The blooming agriculture in the Negev has been made possible thanks to research and development stations that KKL-JNF helps support. At the Ramat Hanegev R&D station, which was the delegation’s next stop, they met Eran Doron, head of the Ramat HaNegev Regional Council, who said: “We see the desert as having an advantage in terms of agriculture and energy. From the days of Ben Gurion until now, we see the desert as an opportunity for creating, realizing dreams and making the wilderness bloom.”
 
Yitzhak Moshe, KKL-JNF Southern Region Deputy Director and Chairman of the R&D, explained to the guests how a hot and dry desert can be turned in a prosperous agricultural region. “KKL-JNF provides the farmers with the knowledge necessary for developing agriculture,” he said.
 
Average rainfall in this region is less than 70 mm annually. At the R&D, research studies, experiments and surveys are conducted with the aim of developing growing methods that are suitable for the region’s unique ecological conditions. Efficient usage of water, developing crops that can be irrigated with brackish water, growing high-quality produce, and making agricultural fields of endeavor profitable – these are some of the challenges that the R&D faces.
 
R&D DirectorTziyon Shemer emphasized that the direct link between the researchers and local farmers is critical for success. A movie shown to the guests depicted the connection between the farmers and the R&D team that accompany them.
 
Local farmers are not the only ones who benefit from this knowledge. Farmers from different countries come for supplementary courses and receive tools that can be useful back in their home countries. The desertification processes that many countries in the world are experiencing make KKL-JNF knowledge very important for them.
 
Of course, theoretical explanations are never enough, so the guests went for a tour of the greenhouses and were very impressed by the beautiful fruits and vegetables that are miraculously growing on the desert sand dunes, and they didn’t forget to taste them either! 
 
Among the members of the delegation was Russel Anderson, a farmer from Nowergub, a small town north of Perth, who grows cherry tomatoes. “It’s fascinating to see the very advanced agriculture in Israel,” he said. “It’s surprising and impressive to see how agriculture can thrive here in the desert.”

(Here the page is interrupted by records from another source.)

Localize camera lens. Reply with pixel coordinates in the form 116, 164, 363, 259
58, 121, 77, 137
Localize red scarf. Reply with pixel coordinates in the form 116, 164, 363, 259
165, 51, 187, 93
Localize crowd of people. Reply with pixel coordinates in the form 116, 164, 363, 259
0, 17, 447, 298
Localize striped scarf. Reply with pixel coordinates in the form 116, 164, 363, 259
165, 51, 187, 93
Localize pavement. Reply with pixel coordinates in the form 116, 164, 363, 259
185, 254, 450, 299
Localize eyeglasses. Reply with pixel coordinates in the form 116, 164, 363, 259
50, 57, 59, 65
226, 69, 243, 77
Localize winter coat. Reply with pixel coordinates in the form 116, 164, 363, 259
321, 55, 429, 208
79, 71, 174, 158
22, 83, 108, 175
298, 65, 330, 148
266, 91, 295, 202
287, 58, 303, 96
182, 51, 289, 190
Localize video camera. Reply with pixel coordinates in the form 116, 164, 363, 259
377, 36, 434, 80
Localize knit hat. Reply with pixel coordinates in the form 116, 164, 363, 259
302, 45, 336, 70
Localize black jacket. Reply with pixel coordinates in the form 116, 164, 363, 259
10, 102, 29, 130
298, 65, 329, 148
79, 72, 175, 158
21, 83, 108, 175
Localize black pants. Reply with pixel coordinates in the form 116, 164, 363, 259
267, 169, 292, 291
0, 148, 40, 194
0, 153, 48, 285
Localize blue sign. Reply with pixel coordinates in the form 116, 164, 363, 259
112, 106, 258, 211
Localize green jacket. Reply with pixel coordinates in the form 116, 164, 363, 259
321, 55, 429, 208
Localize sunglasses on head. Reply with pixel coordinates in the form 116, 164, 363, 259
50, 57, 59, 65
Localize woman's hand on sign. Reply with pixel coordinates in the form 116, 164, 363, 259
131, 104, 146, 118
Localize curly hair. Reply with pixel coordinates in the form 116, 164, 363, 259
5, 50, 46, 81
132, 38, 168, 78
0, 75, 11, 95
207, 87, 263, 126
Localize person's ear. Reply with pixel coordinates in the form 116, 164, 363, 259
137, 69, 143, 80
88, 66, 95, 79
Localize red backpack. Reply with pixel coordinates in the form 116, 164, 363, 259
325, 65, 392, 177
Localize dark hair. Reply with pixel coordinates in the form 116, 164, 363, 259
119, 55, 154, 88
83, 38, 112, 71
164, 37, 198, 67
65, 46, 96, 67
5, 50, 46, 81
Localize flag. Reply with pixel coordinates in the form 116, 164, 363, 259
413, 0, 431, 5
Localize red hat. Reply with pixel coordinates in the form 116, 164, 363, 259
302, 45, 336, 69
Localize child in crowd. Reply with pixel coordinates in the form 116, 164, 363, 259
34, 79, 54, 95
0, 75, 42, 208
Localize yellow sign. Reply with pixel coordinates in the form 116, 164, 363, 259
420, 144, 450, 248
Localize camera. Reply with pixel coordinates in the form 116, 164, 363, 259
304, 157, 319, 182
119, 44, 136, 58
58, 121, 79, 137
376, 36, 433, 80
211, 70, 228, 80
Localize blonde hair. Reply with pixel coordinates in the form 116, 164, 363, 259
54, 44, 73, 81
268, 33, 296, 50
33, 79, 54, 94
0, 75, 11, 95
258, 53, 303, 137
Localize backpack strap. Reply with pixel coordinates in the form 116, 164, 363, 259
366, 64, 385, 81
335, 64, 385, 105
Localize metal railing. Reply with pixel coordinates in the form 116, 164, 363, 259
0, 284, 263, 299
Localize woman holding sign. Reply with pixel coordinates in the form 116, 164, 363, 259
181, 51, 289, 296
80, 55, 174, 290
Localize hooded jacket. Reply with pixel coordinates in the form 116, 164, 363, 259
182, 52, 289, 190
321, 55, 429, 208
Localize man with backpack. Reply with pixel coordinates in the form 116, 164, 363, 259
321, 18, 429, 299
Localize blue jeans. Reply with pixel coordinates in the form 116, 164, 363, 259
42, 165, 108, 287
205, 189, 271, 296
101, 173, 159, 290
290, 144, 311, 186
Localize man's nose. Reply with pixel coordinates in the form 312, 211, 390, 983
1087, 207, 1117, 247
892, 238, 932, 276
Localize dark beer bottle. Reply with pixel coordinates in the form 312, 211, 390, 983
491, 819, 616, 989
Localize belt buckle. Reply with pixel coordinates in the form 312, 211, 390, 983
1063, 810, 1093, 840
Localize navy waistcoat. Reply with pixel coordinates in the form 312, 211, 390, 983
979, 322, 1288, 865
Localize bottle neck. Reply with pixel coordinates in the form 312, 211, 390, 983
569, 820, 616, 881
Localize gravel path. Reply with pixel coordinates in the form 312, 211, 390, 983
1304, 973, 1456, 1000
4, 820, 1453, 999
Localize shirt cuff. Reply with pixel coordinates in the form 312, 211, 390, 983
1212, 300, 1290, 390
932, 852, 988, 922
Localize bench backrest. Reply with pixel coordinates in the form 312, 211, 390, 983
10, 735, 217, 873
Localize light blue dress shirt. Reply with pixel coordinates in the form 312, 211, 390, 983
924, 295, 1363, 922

Ashalim: A Solar Energy Center

Near the community of Ashalim, a power plant for producing green energy has been built. The plant combines three types of processes for producing energy: a thermo-solar power plant, a photovoltaic power plant and electricity production from biogas. This project decreases environmental pollution, limits energy input, lessens the strategic dependence on external energy sources and promotes innovative technologies.
 
Uri Yogev from the center’s staff led the group on a tour of site where this significant project is located.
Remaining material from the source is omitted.